I was born in Long Beach, California, and raised in a small town in Northern California. I grew up in the country, and as a young child I loved to ride horses. I also enjoyed school and I loved reading — I think that's where my love of travel and adventure began.

As a child, I didn't have a defined vocational desire. I only knew that I wanted to be in the business world, and that I wanted to travel. After college, I briefly looked at the FBI, but I was too young. It took 10 years working in numerous positions, searching for my "dream job," before I met a retired FBI agent who encouraged my interest and helped me understand that there were careers in federal law enforcement for someone with a business degree.

I attended the Federal Law Enforcement Training Center in Glynco, Georgia, to become an IRS criminal investigator. The day I drove up to the gates of the academy and saw the official government seal was one of the most memorable days of my life. I was trained and paid for six months to manage investigations, conduct interviews, carry out surveillance, perform self-defense and learn how to shoot as an expert marksman — it was incredible every single day.

I first began as a special agent with IRS Criminal Investigation (CI) where I managed criminal investigations with a financial fraud nexus. CI special agents investigate a variety of crimes that could include anything from tax fraud to terrorism.

I consulted for Dow Chemical while operating my own private investigation business. I primarily handled cases in the Gulf Coast (Texas, Louisiana, etc.) because Dow Chemical's North American investigators were based in Michigan at the company's headquarters.
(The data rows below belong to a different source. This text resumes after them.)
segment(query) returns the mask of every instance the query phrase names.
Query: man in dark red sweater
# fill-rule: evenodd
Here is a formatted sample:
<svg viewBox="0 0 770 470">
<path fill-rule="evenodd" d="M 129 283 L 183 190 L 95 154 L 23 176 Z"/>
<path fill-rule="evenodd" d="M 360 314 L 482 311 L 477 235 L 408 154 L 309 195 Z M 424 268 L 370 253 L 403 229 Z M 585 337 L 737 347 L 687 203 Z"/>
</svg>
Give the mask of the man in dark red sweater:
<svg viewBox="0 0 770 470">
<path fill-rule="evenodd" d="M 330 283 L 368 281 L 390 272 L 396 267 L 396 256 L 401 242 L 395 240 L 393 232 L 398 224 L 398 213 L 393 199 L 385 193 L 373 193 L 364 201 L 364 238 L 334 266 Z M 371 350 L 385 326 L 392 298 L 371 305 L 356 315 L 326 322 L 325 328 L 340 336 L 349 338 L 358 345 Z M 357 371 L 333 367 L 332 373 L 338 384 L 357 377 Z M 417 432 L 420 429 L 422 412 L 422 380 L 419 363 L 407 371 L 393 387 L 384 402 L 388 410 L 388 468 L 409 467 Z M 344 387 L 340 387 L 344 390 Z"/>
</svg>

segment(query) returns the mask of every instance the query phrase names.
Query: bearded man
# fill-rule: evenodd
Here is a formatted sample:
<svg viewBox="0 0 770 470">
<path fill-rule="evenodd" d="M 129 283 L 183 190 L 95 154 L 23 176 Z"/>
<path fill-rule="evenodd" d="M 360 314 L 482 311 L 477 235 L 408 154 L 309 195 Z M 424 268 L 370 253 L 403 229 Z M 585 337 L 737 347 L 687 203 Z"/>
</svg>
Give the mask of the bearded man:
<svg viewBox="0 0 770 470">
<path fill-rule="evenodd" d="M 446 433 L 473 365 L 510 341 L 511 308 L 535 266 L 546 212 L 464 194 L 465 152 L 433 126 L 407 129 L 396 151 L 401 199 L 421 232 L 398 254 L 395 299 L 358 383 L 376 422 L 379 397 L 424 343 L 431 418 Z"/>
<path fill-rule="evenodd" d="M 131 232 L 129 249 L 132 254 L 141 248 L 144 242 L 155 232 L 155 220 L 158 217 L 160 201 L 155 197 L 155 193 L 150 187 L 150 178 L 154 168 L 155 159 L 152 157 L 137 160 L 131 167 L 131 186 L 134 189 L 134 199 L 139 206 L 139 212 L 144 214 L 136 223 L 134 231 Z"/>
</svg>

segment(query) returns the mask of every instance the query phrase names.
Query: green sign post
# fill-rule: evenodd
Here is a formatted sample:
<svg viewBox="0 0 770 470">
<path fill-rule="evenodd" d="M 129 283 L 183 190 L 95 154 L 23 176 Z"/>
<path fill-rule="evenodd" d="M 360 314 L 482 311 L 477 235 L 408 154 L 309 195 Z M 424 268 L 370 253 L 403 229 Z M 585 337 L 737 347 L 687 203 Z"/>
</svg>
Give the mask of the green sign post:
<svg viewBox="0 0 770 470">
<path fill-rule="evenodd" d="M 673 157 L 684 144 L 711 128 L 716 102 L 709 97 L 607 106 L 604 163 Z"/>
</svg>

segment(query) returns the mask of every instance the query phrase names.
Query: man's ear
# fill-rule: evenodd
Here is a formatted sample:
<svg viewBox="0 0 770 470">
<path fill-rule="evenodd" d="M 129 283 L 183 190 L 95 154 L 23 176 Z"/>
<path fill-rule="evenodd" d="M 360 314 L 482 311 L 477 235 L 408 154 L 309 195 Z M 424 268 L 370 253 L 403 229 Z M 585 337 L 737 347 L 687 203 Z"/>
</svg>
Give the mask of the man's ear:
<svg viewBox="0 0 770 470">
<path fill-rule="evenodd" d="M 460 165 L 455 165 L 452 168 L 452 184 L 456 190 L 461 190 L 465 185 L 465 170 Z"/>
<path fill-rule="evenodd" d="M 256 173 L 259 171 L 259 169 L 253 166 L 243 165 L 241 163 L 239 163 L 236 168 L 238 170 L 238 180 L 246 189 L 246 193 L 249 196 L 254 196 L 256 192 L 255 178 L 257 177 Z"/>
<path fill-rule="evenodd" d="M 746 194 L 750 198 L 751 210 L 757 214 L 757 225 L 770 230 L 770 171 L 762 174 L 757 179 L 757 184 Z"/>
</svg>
When a full-time position presented itself, I knew the job would provide increased opportunities to expand my knowledge in areas I'd yet to experience, such as international investigations.

While I was weighing the pros and cons of leaving the government, I learned of the CFE credential. Given my background and life goals, this seemed like a credential that would quantify my skills and knowledge in an easily identifiable way and would carry recognition to those both in and out of the fraud-fighting arena.
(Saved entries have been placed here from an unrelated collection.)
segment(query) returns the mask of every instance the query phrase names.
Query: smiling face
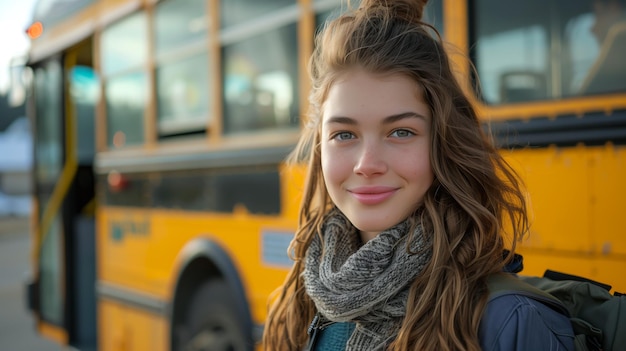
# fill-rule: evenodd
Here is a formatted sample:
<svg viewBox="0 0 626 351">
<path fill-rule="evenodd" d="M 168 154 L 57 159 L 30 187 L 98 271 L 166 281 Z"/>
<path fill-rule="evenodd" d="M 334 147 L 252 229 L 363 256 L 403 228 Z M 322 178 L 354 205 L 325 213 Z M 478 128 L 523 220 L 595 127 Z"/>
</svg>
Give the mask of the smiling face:
<svg viewBox="0 0 626 351">
<path fill-rule="evenodd" d="M 354 70 L 331 86 L 322 109 L 324 182 L 364 241 L 420 206 L 434 178 L 430 121 L 406 76 Z"/>
</svg>

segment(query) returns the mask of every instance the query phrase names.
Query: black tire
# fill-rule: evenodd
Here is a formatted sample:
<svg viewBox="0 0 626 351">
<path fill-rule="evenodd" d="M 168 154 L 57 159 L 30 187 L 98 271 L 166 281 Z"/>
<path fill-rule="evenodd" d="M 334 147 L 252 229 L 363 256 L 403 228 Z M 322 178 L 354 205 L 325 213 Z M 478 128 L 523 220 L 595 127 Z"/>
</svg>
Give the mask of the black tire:
<svg viewBox="0 0 626 351">
<path fill-rule="evenodd" d="M 251 337 L 237 317 L 237 302 L 223 280 L 203 283 L 193 294 L 184 324 L 177 328 L 179 351 L 249 351 Z"/>
</svg>

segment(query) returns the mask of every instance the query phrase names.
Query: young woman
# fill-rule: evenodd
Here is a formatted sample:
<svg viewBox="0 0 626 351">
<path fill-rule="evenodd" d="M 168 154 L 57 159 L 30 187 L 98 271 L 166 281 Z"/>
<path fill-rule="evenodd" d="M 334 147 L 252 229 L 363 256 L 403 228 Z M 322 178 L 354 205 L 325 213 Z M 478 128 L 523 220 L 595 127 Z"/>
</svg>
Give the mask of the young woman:
<svg viewBox="0 0 626 351">
<path fill-rule="evenodd" d="M 317 38 L 295 263 L 265 350 L 573 349 L 565 316 L 518 295 L 481 328 L 526 205 L 425 3 L 362 0 Z"/>
</svg>

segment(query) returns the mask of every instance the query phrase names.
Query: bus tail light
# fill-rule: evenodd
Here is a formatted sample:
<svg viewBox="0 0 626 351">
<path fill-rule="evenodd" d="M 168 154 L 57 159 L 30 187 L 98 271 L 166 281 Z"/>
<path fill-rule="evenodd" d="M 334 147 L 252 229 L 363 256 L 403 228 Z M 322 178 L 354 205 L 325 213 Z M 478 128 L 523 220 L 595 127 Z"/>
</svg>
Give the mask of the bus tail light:
<svg viewBox="0 0 626 351">
<path fill-rule="evenodd" d="M 117 193 L 128 188 L 129 181 L 126 176 L 118 171 L 111 171 L 107 176 L 107 183 L 109 184 L 109 190 Z"/>
</svg>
As the senior manager of investigations, I plan and conduct investigations based on specific allegations of asset misappropriation, corruption and financial statement fraud. I collect and analyze evidence, conduct witness and subject interviews, and I present investigative findings to management and ethics committees. My colleagues are located in Michigan, Texas, Europe and Asia.

One of my most memorable cases involved an investigation at a client's manufacturing site. An employee had reported that he suspected a colleague of running a "lottery." This was evidenced by the large numbers of employees and contractors that would come to the man's office to drop off money and "their numbers."

I reviewed the suspect's business email account and data files and found a treasure trove of evidence. The suspect had maintained Excel files dating back several years that contained names of players and the amount of the jackpots, some as large as $20,000. Additionally, I located incriminating emails between the suspect and players and a diary he maintained (going back years) that detailed how he spent his time at work running the lottery — notifying players, collecting money and numbers, updating spreadsheets, etc. It was in large part because of the electronic data stored on his work computer that we easily obtained an admission from the suspect, and the company was able to terminate him for cause.

I've learned that anyone is capable of committing an act of fraud. People who commit fraud are often, by all accounts, upstanding members of their community. It's not just "bad" people who commit crimes, it's the people you least expect who make poor choices — your neighbor, your child's baseball coach, your grandmother.

My favorite sporting activities include rowing, cycling and yoga. Rowing challenges me with every stroke — it's exhausting mentally and physically. Because of the extreme concentration needed, my mind is able to decompress from the day's events.

Emily Primeaux is assistant editor of Fraud Magazine.